The International Energy Agency is warning that the ongoing disruption in the Strait of Hormuz is triggering one of the largest oil market shocks in modern history, with global oil demand now expected to contract in 2026 as supply losses accelerate and inventories drain at record pace.
In its latest Oil Market Report released Tuesday, the IEA said world oil demand is forecast to decline by 420,000 barrels per day year-over-year in 2026 to 104 million barrels per day — a sharp reversal from pre-war expectations and one of the few annual contractions outside major global crises.
The agency said the biggest hit is expected during the second quarter of 2026, when global demand is projected to plunge by 2.45 million barrels per day compared to last year, led by steep declines in petrochemicals and aviation.
At the same time, global oil supply has collapsed as the conflict surrounding Iran and the Strait of Hormuz continues to choke off exports from the Gulf.
According to the report, global oil supply fell another 1.8 million barrels per day in April to 95.1 million barrels per day, bringing total losses since February to 12.8 million barrels per day. Output from Gulf producers affected by the Strait disruption was running 14.4 million barrels per day below pre-war levels.
The IEA said cumulative supply losses from Gulf producers now exceed 1 billion barrels, calling the situation an “unprecedented supply shock.”
“More than ten weeks after the war in the Middle East began, mounting supply losses from the Strait of Hormuz are depleting global oil inventories at a record pace,” the agency said.
Despite the scale of the disruption, the IEA noted the current market imbalance is smaller than it otherwise would have been because the market was already oversupplied before the conflict began and both producers and consumers are aggressively adapting.
Saudi Arabia and the UAE have rerouted some exports to terminals outside the Strait, while Atlantic Basin producers including the United States, Brazil, Canada, Kazakhstan and Venezuela have sharply increased exports to Asia and other affected markets.
The report also highlighted the role of emergency inventories and strategic reserves in stabilizing markets. Global observed oil inventories fell by 129 million barrels in March and another 117 million barrels in April, while OECD on-land stocks alone dropped by 146 million barrels in April.

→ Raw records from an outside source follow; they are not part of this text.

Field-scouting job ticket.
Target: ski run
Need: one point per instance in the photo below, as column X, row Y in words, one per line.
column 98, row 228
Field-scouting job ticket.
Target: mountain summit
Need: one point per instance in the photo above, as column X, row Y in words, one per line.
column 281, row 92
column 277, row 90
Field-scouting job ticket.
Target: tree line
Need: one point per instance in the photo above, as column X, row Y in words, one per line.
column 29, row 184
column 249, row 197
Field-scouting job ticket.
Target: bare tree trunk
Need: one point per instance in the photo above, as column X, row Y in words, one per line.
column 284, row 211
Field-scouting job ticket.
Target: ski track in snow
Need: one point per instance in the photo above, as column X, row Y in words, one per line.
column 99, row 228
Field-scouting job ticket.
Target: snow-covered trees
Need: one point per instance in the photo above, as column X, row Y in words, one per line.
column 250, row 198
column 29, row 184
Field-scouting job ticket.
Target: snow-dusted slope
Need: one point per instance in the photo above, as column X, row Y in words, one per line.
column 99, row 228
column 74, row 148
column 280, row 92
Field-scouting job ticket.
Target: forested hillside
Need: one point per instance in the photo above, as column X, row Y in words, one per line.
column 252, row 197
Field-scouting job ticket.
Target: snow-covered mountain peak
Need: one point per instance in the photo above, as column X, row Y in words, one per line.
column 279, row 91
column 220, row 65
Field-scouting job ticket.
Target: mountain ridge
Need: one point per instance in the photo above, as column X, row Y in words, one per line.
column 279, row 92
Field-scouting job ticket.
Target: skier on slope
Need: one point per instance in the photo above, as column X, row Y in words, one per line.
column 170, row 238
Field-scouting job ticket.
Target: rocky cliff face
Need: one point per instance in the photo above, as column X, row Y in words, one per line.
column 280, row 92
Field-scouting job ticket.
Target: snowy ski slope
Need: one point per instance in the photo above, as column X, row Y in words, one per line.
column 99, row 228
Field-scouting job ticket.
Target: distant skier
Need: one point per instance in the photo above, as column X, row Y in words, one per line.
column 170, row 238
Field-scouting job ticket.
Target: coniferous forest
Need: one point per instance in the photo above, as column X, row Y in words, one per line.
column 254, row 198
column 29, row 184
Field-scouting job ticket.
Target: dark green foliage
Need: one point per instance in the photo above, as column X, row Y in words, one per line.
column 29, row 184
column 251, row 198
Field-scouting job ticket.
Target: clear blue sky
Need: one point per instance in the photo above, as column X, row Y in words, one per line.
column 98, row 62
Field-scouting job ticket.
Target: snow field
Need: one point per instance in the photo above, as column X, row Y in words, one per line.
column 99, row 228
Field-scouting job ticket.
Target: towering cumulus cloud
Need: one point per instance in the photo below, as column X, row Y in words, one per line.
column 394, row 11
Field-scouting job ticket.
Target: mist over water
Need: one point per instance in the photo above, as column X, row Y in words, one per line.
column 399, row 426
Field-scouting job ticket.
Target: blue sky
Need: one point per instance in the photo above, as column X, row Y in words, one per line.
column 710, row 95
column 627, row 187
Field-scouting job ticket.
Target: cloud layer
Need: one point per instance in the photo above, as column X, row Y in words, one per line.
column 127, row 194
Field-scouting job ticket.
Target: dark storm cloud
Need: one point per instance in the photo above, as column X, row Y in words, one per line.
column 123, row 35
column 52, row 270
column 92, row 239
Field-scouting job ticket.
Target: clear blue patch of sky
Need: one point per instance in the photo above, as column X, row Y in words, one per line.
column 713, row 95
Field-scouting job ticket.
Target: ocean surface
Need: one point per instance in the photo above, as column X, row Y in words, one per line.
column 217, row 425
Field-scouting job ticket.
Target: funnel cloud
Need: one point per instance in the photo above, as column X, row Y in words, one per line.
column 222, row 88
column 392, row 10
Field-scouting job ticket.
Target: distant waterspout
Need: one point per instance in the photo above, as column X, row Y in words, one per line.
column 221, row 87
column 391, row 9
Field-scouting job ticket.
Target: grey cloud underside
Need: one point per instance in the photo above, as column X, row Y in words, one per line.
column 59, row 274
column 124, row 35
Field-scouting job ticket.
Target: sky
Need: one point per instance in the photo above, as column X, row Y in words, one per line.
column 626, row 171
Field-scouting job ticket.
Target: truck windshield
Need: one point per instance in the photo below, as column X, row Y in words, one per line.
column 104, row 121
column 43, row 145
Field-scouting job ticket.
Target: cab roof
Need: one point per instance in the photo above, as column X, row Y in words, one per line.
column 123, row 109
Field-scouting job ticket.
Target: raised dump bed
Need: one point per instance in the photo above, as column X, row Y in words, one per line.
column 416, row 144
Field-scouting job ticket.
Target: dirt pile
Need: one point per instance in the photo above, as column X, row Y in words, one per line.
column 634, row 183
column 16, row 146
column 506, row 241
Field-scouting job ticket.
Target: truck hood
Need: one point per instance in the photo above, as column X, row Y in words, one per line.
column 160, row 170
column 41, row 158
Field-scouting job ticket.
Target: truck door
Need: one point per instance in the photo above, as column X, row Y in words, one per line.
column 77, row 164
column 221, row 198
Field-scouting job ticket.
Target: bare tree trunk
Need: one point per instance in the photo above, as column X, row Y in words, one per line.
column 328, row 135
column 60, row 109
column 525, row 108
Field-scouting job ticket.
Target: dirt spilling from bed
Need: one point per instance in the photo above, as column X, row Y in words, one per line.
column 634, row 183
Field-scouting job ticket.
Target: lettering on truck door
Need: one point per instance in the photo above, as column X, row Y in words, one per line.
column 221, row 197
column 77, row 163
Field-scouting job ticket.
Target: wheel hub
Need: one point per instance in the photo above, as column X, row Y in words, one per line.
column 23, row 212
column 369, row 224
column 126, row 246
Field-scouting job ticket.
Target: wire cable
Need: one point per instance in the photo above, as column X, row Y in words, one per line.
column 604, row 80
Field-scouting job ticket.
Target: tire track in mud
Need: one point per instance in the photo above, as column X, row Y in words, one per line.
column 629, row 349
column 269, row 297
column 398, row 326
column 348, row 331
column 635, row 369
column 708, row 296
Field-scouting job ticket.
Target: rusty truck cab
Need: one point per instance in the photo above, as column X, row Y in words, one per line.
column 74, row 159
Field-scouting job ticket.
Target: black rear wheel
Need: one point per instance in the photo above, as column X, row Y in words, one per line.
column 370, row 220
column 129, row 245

Benchmark crude prices have swung violently as markets react to conflicting signals over potential negotiations between the United States and Iran.
North Sea Dated crude traded in a nearly $50-per-barrel range during April, averaging $120.36 per barrel for the month after jumping roughly $16.50 month-over-month.
The IEA said prices briefly surged as high as $144 per barrel before falling back below $100 and rebounding again as uncertainty persisted over whether a deal to reopen the Strait could be reached.
Refining markets are also under severe pressure. Global refinery throughput is forecast to plunge by 4.5 million barrels per day in the second quarter as operators contend with infrastructure damage, export restrictions and reduced feedstock availability.
The agency warned that while reduced refinery activity has temporarily eased crude market tensions, “tightness is quickly spreading to product markets,” particularly middle distillates and jet fuel.
China, Japan, South Korea and India have all sharply reduced seaborne crude imports since February as refiners scale back operations and governments attempt to manage supply disruptions.
The IEA’s base case still assumes flows through the Strait of Hormuz gradually resume later this year, allowing demand growth to recover toward the end of 2026. But the agency warned supply recovery is likely to lag, keeping global oil markets in deficit through at least the fourth quarter.
“With global oil inventories already drawing at a record clip, further price volatility appears likely ahead of the peak summer demand period,” the report concluded.